In Italia nel 1929 circolavano oltre 200mila veicoli serviti da 16.750 distributori. Su tutti spicca la “pompa di Mussolini”, quella di palazzo Venezia (Siliam, 1936). Disegnata da Marcello Piacentini in stile littorio, nella pensilina imita il saluto romano, una forma ripresa a quel tempo anche dai campanili in architettura. Quella del duce era “Benzina pura”, ovvero senza “Robur” l’alcol ricavato dalle barbabietole che necessitava di apposito motore sui veicoli. Nella stessa stanza vi sono poi un distributore Fiat, la casa automobilistica che allora produceva anche benzina e la prima pompa trovata da Fisogni nel ‘66, una Bergomi bianca e azzurra (Milano, 1931). Ben visibili i due serbatoi da 5 litri che si riempivano, uno dopo l’altro, manovrando con la leva, man mano che la prima si svuotava nel serbatoio dell’automobile.
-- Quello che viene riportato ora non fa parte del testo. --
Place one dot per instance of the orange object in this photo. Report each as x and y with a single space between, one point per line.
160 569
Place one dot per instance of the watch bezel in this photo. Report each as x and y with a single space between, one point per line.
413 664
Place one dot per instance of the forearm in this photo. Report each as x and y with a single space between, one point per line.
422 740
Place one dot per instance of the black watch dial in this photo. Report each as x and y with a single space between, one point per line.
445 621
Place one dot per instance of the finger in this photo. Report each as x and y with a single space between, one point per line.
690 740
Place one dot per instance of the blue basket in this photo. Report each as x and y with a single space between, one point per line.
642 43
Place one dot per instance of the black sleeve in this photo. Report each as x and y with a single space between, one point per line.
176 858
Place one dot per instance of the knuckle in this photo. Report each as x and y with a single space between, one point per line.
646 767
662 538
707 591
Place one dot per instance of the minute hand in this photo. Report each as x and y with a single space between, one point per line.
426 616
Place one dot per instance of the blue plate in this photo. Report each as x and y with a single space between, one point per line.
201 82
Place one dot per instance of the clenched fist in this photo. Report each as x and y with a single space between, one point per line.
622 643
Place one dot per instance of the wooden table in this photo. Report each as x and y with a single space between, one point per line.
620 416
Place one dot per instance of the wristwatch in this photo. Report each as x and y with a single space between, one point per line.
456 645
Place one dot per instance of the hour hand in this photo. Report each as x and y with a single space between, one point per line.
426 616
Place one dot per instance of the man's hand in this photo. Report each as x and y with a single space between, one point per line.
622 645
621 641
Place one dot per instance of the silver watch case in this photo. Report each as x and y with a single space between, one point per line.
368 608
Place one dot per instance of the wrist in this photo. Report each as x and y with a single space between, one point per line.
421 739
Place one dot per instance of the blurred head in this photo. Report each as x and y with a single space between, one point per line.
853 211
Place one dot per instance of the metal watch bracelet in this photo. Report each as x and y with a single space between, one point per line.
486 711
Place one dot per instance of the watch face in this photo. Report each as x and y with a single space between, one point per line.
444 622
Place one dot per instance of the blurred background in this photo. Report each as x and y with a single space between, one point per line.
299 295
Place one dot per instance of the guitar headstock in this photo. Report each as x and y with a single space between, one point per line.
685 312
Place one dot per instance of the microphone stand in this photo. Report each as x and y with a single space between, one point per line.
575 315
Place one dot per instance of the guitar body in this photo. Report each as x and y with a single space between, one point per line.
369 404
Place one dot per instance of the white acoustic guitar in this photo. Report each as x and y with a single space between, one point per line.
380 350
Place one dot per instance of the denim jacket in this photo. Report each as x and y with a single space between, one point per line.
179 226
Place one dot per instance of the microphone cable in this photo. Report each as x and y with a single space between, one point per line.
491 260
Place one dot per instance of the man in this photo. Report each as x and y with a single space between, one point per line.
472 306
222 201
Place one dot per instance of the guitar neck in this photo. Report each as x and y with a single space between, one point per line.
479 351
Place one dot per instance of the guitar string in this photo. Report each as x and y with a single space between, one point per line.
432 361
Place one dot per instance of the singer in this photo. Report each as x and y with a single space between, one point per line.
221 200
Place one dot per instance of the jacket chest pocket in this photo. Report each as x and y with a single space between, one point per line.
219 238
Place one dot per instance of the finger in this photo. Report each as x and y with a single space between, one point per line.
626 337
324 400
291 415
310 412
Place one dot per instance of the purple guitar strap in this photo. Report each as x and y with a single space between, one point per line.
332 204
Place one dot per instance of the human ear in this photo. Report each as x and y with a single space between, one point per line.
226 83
Erogava benzina sovietica Victoria, distribuita da Snom, poi rilevata dall’Agip.

Sono dello stesso periodo gli altissimi distributori (fino a 2,70 metri), simili a colonne romane, con tanto di globo al posto del capitello. È il caso di un Gex L’Aster del 1931 della British Petroleum. Senonché, il brand “BP” venne autarchicamente ribattezzato “Benzina purissima” per nascondere l’origine d’Albione. In onore allo stile “Impero Romano” c’è persino il carrello a forma di biga, una produzione francese per il mercato italiano (Satam, 1924). Infine, i cartelli stradali della benzina Lampo: sponsorizzati, ma recanti il fascio littorio.
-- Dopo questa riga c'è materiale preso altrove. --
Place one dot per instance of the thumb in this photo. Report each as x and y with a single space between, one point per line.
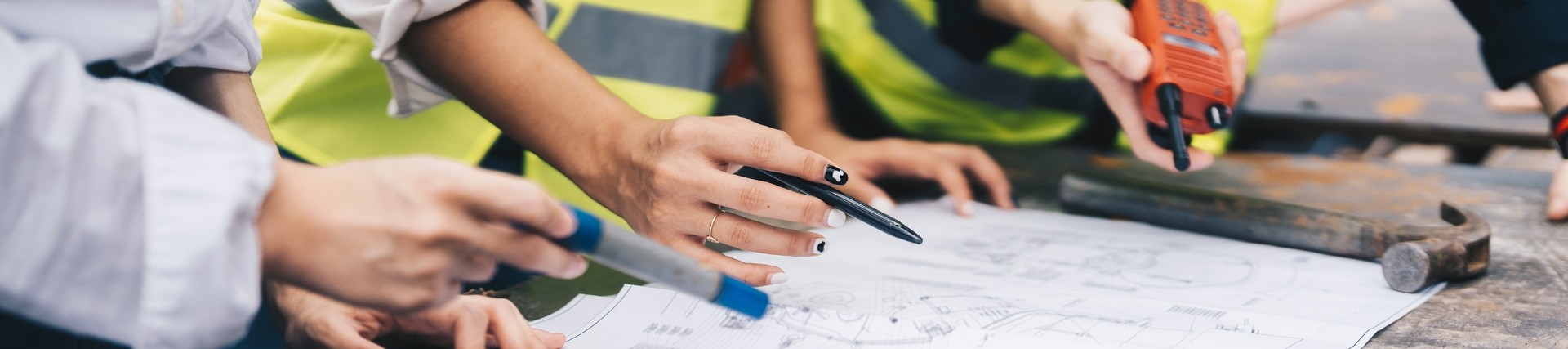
1111 41
867 192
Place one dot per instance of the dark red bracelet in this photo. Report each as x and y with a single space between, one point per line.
1561 131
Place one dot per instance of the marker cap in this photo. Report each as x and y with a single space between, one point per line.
742 298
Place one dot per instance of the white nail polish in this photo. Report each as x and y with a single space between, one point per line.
884 205
835 219
777 279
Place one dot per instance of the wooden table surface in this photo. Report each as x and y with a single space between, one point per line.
1404 68
1523 301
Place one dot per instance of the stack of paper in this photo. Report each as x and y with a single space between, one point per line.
1021 279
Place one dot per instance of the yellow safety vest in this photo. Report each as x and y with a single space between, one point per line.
1022 93
325 96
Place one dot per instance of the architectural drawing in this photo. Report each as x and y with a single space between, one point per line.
1029 280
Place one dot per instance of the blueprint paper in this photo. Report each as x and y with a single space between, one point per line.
577 313
1029 279
654 318
1071 280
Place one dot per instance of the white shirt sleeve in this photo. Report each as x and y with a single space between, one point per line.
233 46
386 20
126 213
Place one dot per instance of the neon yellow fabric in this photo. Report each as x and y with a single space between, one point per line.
916 101
921 105
327 98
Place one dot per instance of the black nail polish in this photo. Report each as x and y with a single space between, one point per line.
836 175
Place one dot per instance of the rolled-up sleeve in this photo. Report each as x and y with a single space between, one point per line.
126 213
233 46
388 20
1518 38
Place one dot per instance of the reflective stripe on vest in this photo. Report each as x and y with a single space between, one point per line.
325 98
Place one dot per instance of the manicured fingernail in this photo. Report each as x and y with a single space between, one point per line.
836 175
884 205
835 219
777 279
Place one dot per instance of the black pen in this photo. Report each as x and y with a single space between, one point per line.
838 200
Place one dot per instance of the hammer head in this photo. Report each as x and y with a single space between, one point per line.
1426 255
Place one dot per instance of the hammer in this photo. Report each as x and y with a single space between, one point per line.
1411 255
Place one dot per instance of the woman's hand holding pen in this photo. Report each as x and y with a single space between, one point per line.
402 233
470 321
668 178
951 165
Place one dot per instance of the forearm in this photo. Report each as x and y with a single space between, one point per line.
1551 87
228 93
787 44
491 57
1048 20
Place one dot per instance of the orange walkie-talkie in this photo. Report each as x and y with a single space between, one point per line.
1189 83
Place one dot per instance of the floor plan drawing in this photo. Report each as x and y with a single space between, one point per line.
1031 279
651 318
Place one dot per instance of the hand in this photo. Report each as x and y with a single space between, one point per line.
951 165
1557 195
400 235
1116 61
668 177
466 323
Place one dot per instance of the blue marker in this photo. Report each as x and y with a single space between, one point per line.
648 260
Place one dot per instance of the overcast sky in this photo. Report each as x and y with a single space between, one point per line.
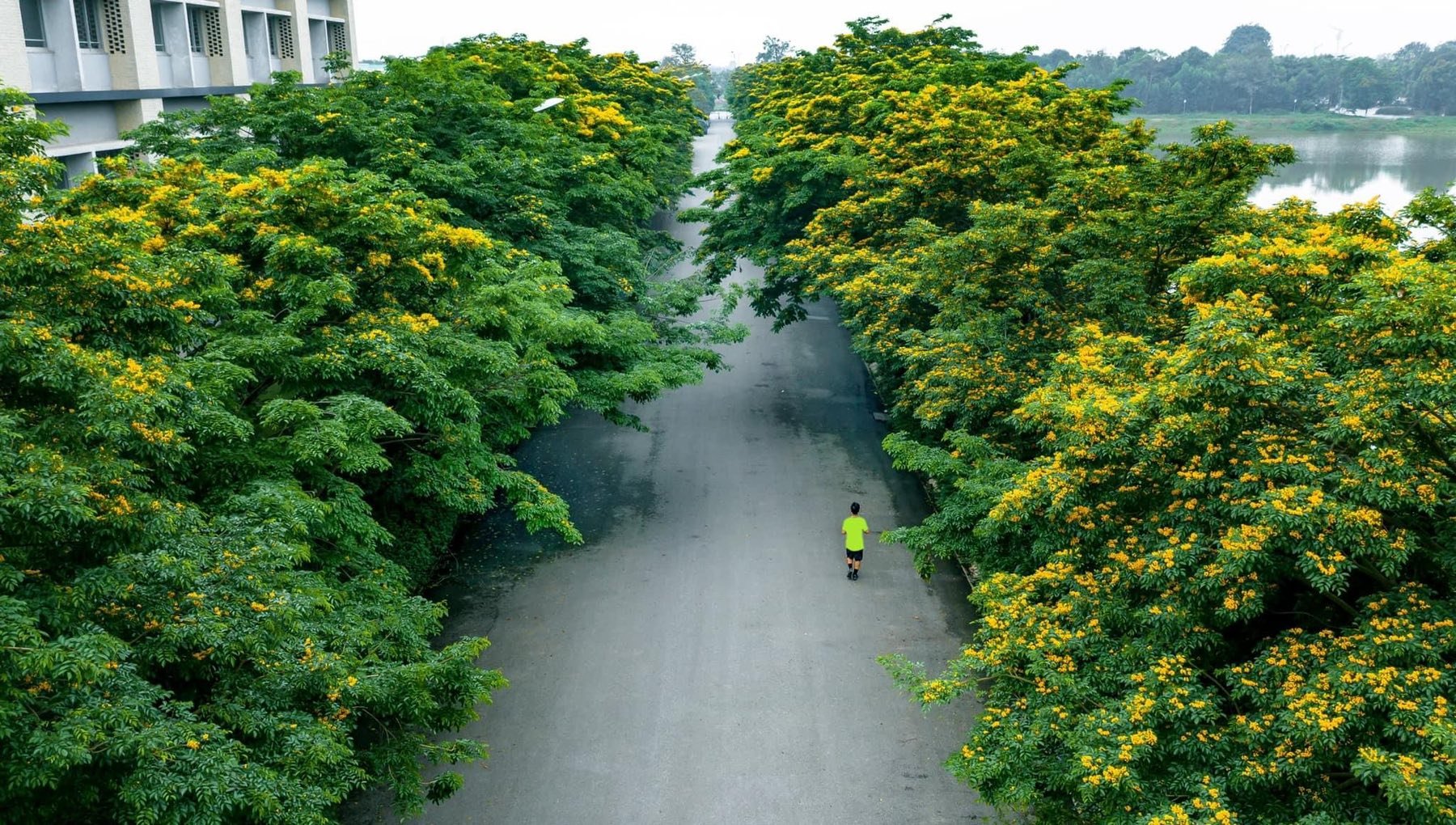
724 31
Museo Fisogni: loghi, design e marketing della benzina

In principio furono le insegne un po’ naif: “essence”, “gasoline”, “benzina”. Poi, fu l’invasione dei brand: “Aquila”, “Aral” o “Red Indian”, per dire i più desueti conservati nel museo Fisogni delle pompe di benzina. Le sale di villa Castiglioni sono piene di curiosità sui loghi, un caso di studio per la grafica pubblicitaria: il Bibendum della Michelin fuma in bici o il Pegaso MobilOil cambia verso negli anni ‘50. Non solo: automobiline Texaco, ditali Shell, saponette Sinclair. Merchandising ed elettronica per costruire fiducia con i clienti, come la pompa di benzina con totalizzatore a 170 chiavi. “Usata dai camionisti solo in Svizzera negli anni ‘70”. La pistola trasparente e poi quella elettronica contalitri: “Troppo precisa, durò poco…”, ammicca Fisogni.
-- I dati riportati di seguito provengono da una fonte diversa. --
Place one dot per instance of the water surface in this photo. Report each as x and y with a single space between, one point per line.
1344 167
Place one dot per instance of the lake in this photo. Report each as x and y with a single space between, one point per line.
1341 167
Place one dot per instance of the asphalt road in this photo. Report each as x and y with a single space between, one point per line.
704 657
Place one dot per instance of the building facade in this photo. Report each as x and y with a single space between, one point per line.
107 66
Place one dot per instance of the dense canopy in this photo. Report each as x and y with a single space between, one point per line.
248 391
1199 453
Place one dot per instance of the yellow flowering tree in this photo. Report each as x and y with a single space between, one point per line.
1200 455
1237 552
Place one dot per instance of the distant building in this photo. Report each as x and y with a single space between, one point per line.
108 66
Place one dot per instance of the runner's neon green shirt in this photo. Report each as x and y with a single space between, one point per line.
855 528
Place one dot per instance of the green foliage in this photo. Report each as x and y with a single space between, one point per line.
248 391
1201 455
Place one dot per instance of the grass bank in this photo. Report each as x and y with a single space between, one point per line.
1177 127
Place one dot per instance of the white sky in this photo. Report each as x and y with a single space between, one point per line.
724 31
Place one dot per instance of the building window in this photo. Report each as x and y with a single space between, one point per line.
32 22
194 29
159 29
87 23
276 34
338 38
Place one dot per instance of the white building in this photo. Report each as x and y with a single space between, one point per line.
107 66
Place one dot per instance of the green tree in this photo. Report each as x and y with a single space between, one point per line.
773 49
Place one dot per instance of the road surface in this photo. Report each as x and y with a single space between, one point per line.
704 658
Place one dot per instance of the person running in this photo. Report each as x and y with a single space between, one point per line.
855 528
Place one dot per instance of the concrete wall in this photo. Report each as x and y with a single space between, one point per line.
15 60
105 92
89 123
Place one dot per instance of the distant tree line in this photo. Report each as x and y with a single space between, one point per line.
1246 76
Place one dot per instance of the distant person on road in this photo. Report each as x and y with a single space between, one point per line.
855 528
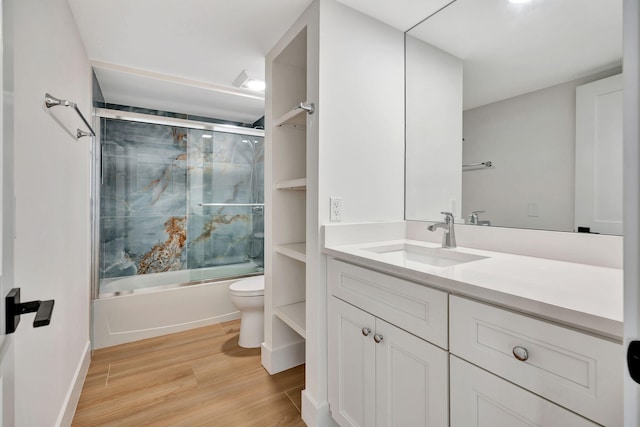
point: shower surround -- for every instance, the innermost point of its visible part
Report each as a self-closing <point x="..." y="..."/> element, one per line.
<point x="175" y="198"/>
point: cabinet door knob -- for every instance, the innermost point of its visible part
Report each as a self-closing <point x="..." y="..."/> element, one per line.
<point x="520" y="353"/>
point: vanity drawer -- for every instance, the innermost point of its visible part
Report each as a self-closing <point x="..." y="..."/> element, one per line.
<point x="578" y="371"/>
<point x="416" y="308"/>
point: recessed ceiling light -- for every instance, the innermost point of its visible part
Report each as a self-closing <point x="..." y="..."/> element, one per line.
<point x="247" y="82"/>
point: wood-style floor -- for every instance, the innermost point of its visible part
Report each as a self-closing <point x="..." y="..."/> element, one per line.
<point x="195" y="378"/>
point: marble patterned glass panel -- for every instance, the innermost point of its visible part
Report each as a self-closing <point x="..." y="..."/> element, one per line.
<point x="155" y="180"/>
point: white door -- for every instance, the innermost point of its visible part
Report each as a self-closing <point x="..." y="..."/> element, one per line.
<point x="6" y="218"/>
<point x="598" y="197"/>
<point x="351" y="365"/>
<point x="631" y="14"/>
<point x="412" y="379"/>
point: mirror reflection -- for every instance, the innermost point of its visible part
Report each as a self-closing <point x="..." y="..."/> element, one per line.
<point x="524" y="102"/>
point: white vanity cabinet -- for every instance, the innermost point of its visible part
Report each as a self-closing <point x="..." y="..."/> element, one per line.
<point x="572" y="369"/>
<point x="380" y="374"/>
<point x="481" y="399"/>
<point x="405" y="354"/>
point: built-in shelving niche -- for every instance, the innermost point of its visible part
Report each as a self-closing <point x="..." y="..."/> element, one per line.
<point x="294" y="316"/>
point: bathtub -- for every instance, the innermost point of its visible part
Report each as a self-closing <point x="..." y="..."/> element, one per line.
<point x="145" y="306"/>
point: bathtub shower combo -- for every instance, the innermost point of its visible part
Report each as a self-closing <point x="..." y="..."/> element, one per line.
<point x="180" y="203"/>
Ma attenzione, questi oggetti rarissimi non sono in vendita. O quanto meno, non singolarmente: “Qui conservo un caricatore di accendini Agip del 1940 – spiega Fisogni -. La casa madre voleva comprarlo, ma non vendo oggetti singoli, a meno che qualcuno non voglia comprare tutto il museo. Una volta sembrava interessata la Ferrari – prosegue -, ma lo sponsor petrolifero di allora non voleva che comparissero all’interno altri marchi. Ma così però che museo sarebbe?”. Di certo, non un museo da record.